Publié par Grand Clementine

Lors d’une hospitalisation d’une personne âgée, la question d'une admission aux soins intensifs peut rapidement se poser. Cette décision doit tenir compte à la fois de la situation médicale, des bénéfices attendus des traitements ainsi que des valeurs et des souhaits individuels. Aujourd'hui, les discussions sur les objectifs de soins conduisent souvent à des réponses binaires, comme accepter ou refuser une réanimation. Pourtant, les préférences des patient-es sont souvent plus subtiles. Ce projet a pour objectif de permettre de mieux les exprimer.
Le projet de recherche dirigé par les Drs Malik Benmachiche et Jean Regina, intitulé « Perspectives of elderly patients on ICU-based life-sustaining treatments: what is the minimal acceptable probability of success? », propose une approche inédite.
L’équipe de recherche va développer une échelle visuelle analogique permettant aux patient-es d'indiquer la probabilité minimale de succès qu'ils jugent acceptable avant d'accepter des traitements invasifs destinés à prolonger la vie. Cette approche offre un moyen original et pragmatique pour engager la discussion avec les patient-es sur leurs objectifs thérapeutiques et vise à mieux comprendre la manière dont chacun évalue l'équilibre entre les bénéfices espérés et les contraintes liées à ces traitements.
Le concept de « probabilité minimale de succès acceptable » est une approche novatrice qui n’a jamais été utilisée pour aborder les objectifs thérapeutiques des patient-es. Sur le plan clinique, il favorise une médecine en phase avec les principes de la smarter medicine, visant à diminuer les soins inadaptés. Sur le plan bioéthique, cette recherche aborde des questions fondamentales relatives à l’autonomie de la personne, à la proportionnalité des soins et au respect des valeurs individuelles en fin de vie.

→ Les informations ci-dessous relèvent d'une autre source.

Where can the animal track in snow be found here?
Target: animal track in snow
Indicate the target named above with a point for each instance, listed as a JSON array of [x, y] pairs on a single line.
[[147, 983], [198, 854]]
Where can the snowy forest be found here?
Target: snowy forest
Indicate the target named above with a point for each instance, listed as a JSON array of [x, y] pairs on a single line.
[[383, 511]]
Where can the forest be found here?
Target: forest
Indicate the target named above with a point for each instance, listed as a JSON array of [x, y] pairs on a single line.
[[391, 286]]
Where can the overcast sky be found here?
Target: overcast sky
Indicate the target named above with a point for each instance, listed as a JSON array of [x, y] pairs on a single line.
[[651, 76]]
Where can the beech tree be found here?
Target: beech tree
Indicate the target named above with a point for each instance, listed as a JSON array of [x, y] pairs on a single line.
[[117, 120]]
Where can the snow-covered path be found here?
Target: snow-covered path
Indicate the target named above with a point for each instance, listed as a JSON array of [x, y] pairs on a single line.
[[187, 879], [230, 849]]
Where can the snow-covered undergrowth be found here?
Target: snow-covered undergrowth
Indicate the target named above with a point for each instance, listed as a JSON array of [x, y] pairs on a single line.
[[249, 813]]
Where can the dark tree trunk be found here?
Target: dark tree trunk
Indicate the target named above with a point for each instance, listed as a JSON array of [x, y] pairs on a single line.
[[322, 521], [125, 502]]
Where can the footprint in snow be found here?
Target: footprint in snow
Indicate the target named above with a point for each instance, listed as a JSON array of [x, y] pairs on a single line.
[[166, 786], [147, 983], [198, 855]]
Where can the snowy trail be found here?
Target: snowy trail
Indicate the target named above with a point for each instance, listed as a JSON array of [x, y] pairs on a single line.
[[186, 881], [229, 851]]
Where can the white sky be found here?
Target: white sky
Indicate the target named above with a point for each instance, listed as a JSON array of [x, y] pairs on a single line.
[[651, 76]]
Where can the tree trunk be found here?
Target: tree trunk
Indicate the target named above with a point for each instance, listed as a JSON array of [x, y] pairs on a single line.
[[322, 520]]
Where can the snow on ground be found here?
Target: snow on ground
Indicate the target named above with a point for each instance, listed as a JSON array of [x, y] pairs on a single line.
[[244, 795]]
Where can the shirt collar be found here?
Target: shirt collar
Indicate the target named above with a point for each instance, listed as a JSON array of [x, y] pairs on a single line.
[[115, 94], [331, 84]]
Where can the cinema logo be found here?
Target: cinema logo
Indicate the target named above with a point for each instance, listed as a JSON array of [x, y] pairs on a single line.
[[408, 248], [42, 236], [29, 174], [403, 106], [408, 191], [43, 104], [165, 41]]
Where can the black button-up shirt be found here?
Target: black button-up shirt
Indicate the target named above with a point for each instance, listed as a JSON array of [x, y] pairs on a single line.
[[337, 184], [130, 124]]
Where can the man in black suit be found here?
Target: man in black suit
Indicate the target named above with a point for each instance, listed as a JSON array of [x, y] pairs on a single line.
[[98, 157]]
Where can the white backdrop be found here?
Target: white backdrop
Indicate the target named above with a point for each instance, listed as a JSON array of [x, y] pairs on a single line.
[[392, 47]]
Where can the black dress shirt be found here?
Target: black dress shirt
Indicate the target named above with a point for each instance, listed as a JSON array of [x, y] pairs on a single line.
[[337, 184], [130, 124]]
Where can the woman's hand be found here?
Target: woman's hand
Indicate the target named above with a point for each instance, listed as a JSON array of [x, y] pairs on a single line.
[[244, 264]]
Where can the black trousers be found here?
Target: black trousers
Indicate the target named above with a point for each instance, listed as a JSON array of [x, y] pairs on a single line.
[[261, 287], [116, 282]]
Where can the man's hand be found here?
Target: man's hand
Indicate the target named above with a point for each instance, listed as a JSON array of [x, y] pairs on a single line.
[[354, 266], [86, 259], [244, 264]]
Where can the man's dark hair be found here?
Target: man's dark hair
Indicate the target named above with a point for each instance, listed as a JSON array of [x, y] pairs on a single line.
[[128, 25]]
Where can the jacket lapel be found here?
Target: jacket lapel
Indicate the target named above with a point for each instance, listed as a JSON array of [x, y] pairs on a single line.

Après une phase pilote destinée à valider l'outil de l’échelle, l'étude sera conduite par la Dre Lauranne Chapuisat, médecin assistante, auprès de 140 patient-es hospitalisé-es de 75 ans ou plus dans trois établissements de Suisse romande : le CHUV, les eHnv et le GHOL.
Au cours d'entretiens, les patient-es indiqueront, sur une échelle colorée et graduée, à partir de quelle probabilité de succès ils considéreraient qu'un traitement de maintien en vie vaut la peine d'être entrepris aux soins intensifs. Les chercheurs analyseront ensuite la variabilité entre les réponses ainsi que les facteurs sociodémographiques et cliniques liés aux réponses. L'étude évaluera également si l’échelle est compréhensible, acceptable et facilement utilisable dans la pratique clinique.
Ce projet a reçu un soutien de la Fondation pour le support de l’éducation et l’innovation.